Действие происходит в Севилье, и в целом место его едино, хотя меняется в каждой отдельной сцене: то это королевский дворец, то покои инфанты, то дом Химены, то улица или площадь. Дать разрозненным сценам общее место действия было несложно, но для тех, что взаимосвязаны, как, скажем, четыре последних явления первого акта, это оказалось куда затруднительней. Ссора графа с доном Диего происходит при выходе из дворца, хотя могла возникнуть и на улице; однако после пощечины дон Диего уже не может оставаться в общественном месте и сокрушаться в ожидании сына: вокруг немедленно соберется толпа и друзья начнут предлагать ему свою помощь. Вот почему дону Диего, как и сделано у испанского драматурга, уместней скорбеть у себя дома, где никто не помешает ему изливать свои чувства; но тогда действие придется раздробить на мелкие явления, как у того же Гильена де Кастро. Тут я позволю себе заметить, что автор вынужден подчас приноравливаться к театру, восполняя какой-нибудь уловкой то, чего не покажешь на сцене.

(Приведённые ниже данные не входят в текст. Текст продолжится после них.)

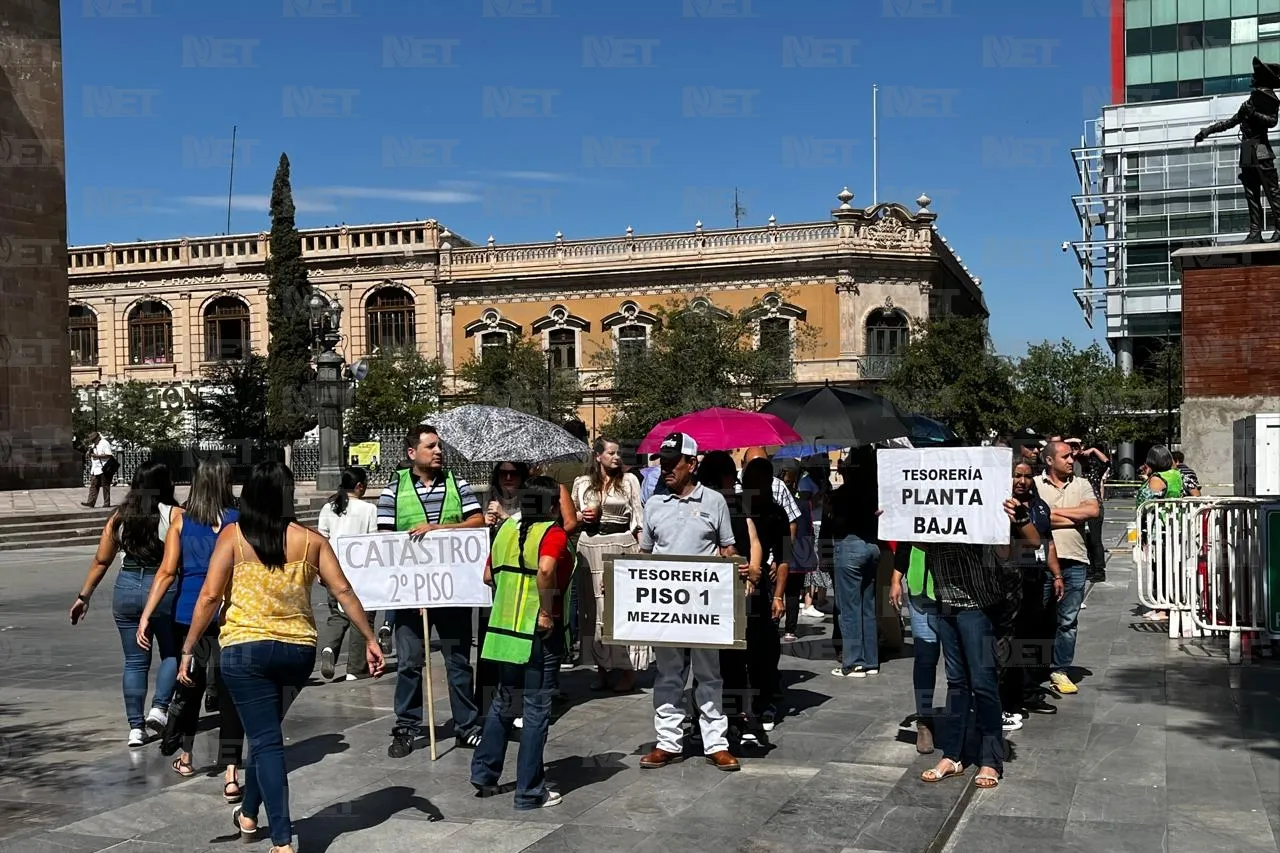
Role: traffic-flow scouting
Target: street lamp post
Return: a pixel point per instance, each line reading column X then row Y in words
column 332, row 388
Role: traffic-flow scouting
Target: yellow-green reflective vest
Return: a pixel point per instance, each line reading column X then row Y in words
column 516, row 601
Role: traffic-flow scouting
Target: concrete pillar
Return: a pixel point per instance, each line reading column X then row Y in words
column 1124, row 466
column 35, row 363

Например, два человека останавливаются поговорить, хотя им надлежит продолжать разговор на ходу, но на сцене это невозможно: собеседники скроются раньше, чем успеют сказать то, что надобно узнать публике. Остается, следовательно, прибегнуть к театральной условности и вообразить, что дон Диего ссорится с графом всю дорогу из дворца и получает пощечину лишь у самого своего дома, куда он и вынужден войти за помощью. Если эта поэтическая иллюзия вас не убеждает, оставим дона Диего на улице, и пусть вокруг оскорбленного собирается народ, а первые подоспевшие друзья предлагают ему свое содействие. Так непременно и было бы в романе; но коль скоро все эти подробности никак не способствуют развитию основной линии действия, драматический поэт не должен входить в них. Гораций избавляет его от этого следующими стихами:{54}

Hoc amet, hoc spernat promissi carminis auctor…[8]

Pleraque negligat[9].

И далее:

Semper ad eventum festinat[10].

Поэтому в третьем акте я заставил дона Диего пренебречь пятью сотнями своих друзей и обратиться за помощью к родному сыну. Было бы весьма правдоподобно, если бы кое-кто из этих друзей сопровождал или разыскивал дона Диего, но выводить на сцену людей, которым нечего сказать, бессмысленно: для развития действия нужен лишь тот, кого они сопровождают; к тому же выходы праздных статистов всегда отдают в театре дурным вкусом, тем более что в немых ролях актеры выпускают осветителей и собственных слуг, не умеющих держаться на сцене.

Показать похороны графа тоже было бы весьма затруднительно и в том случае, если бы они происходили до окончания пьесы, и в том, если бы тело покойного в ожидании погребения выставили у него в доме. Упомянув о похоронах хотя бы одним словом, я сразу отвлек бы внимание зрителя и навел бы его на нежелательные мысли. Поэтому я счел за благо скрыть эти похороны от публики, просто-напросто умолчав о них, равно как о точном месте действия вышеупомянутых четырех явлений первого акта; я убежден, что хитрость моя вполне удалась: большинство зрителей, увлеченных тем волнующим, что они увидели и услышали в моей трагедии, даже не задумались над двумя изложенными выше обстоятельствами.

Закончу свой разбор замечанием касательно слов Горация о том, что увиденное трогает куда сильнее, нежели только рассказанное[11].

Именно ими я руководствовался, показав на сцене пощечину и скрыв от глаз смерть графа: мне надобно было, чтобы герой снискал расположение зрителя — поруку театрального успеха. Дерзость оскорбления, которое наносится старцу, убеленному сединами и украшенному лаврами, мгновенно склоняет симпатии зала на сторону обиженного, а смерть обидчика, о коей королю докладывают сухо и без трогательных подробностей, не возбуждает у слушателей ни сочувствия, вызываемого видом пролитой крови, ни отвращения к злополучному влюбленному, вынужденному прибегнуть к крайнему средству в угоду чести и наперекор своей пылкой страсти.